ICE prioritization framework for product managers

Train for your next tech interview
1,500+ real interview questions across engineering, product, design, and data — with worked solutions.
Join the waitlist

What ICE is and why growth teams use it

ICE is a prioritization framework introduced by Sean Ellis — the same person who coined the term growth hacking — to rank experiments inside growth teams at companies like Dropbox and LogMeIn. The whole point is speed: you score every idea on three dimensions, multiply, sort, and move on. A growth team with 20-50 ideas in the backlog can run an ICE session in under an hour, which is exactly the cadence a weekly experimentation cycle needs.

The acronym stands for Impact, Confidence, and Ease. Each gets a score from 1 to 10, and the product is your priority number. Higher score, higher priority. That is the whole framework — and that simplicity is both its greatest strength and the reason it fails in some contexts.

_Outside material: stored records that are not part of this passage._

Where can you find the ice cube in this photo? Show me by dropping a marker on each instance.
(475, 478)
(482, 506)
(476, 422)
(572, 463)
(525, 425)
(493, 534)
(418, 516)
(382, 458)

If you are interviewing for a growth PM role at Stripe, Notion, DoorDash, or any consumer subscription company, ICE will come up. It is the most common "what prioritization framework do you use?" answer that does not immediately mark you as a textbook reader, because growth teams genuinely live in ICE while the rest of product orgs tend toward RICE or weighted scoring.

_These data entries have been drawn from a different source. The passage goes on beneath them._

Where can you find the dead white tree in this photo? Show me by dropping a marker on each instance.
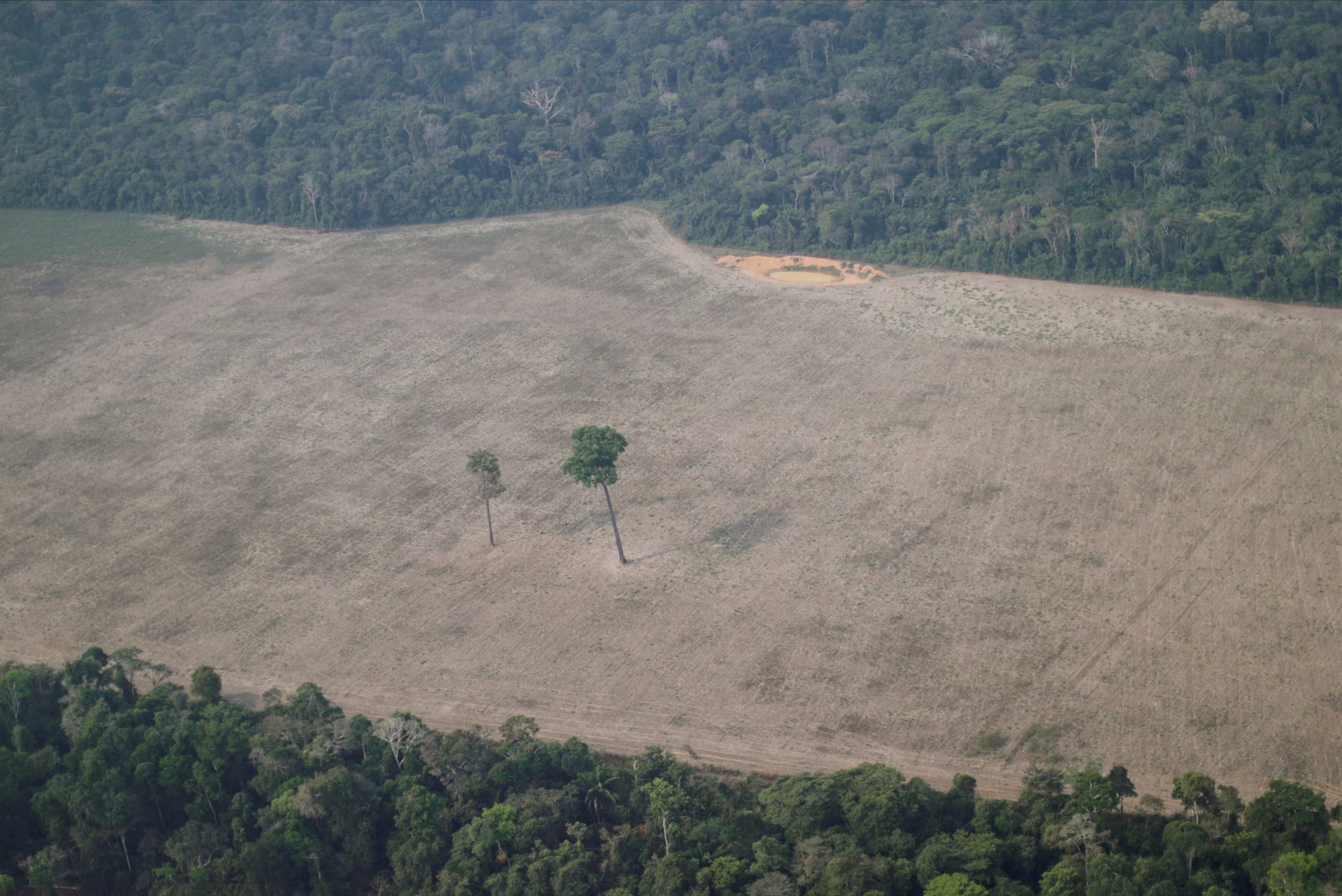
(543, 100)
(312, 190)
(401, 733)
(1099, 135)
(988, 47)
(1062, 81)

Load-bearing trick: ICE is a conversation tool, not an oracle. The score does not pick the winner — the discussion you have while scoring picks the winner.

The formula

ICE Score = Impact x Confidence x Ease

All three factors are scored 1-10. Multiplication (not addition) is deliberate: a single low score should drag the total down. An experiment scoring Impact 10, Confidence 1, Ease 10 lands at 100, which correctly signals "huge upside but we are just guessing — do a cheaper validation first."

The multiplicative shape is also why ICE penalizes ambitious-but-uncertain bets more aggressively than weighted-additive frameworks do. Worth remembering before you swap formulas.

Scoring Impact, Confidence, Ease

Impact is how much the experiment moves your North Star or the target metric for the cycle. A rough anchor:

Impact score What it means Example
1-3 Minimal lift, edge case Renaming a settings button
4-6 Medium lift on a meaningful metric New empty-state on the dashboard
7-10 Material movement on the team KPI Restructured onboarding flow

What counts as "high impact" is team-dependent. A +1% conversion lift is medium for a PM running a checkout funnel at 10M monthly visitors, but low for a seed-stage startup with 1,000 visitors a week where absolute counts matter more than percentages.

Confidence is how sure you are that Impact is real. This is the dimension juniors get most wrong. The anchor:

  • 1-3 — pure hypothesis, zero supporting data
  • 4-6 — qualitative basis (user interviews, support tickets, intuition from a similar product)
  • 7-10 — quantitative basis (a previous A/B test, segmentation data, a public benchmark from a comparable company)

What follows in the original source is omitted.